El tren se detiene por última vez y una voz mecánica anuncia que el recorrido ha terminado. Ella se levanta y comienza a caminar por el pasillo entre los asientos camino a la puerta. Existe un microsegundo entre que se coloca de pie ante ella y esta se abre, en el cual es capaz de percibirlos. Todos ellos pegados uno junto al otro. Sus respiraciones poco acompasadas, el aire que entra y sale de sus pulmones y se mezcla con la niebla y las partículas de polvo que flotan en el aire. Mira a su alrededor, más la capa grisácea, ácida y pegajosa la mantiene enceguecida. Es capaz de notar los cuerpos a su alrededor, petrificados. Espectros crudos, un rollo fílmico que al revelarse se comprueba que estaba velado y no había nada allí. Esencias olvidadas, fantasmas deformes.

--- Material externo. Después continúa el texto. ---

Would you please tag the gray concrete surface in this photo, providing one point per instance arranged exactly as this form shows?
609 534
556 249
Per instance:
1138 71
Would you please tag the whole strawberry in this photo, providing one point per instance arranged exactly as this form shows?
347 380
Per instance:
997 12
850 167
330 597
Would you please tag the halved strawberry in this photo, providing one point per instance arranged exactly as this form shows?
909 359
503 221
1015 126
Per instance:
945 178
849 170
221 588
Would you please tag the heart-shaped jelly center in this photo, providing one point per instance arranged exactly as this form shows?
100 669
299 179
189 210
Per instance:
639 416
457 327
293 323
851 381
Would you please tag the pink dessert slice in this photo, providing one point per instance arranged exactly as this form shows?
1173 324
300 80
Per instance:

Las puertas se abren y las luces de la terminal la golpean bruscamente al sorprenderla. Entrecierra los ojos y de pronto es empujada hacia la estación. A su alrededor, millones de seres humanos que salen de los vagones como si el tren los estuviese vomitando a todos. De los andenes contiguos, más y más montañas de individuos que se mezclan son propulsados por la fuerza del interior de los vagones cual manadas de animales, y todos ellos caminan con rapidez hacia adelante, hacia la salida. Hacia la ciudad.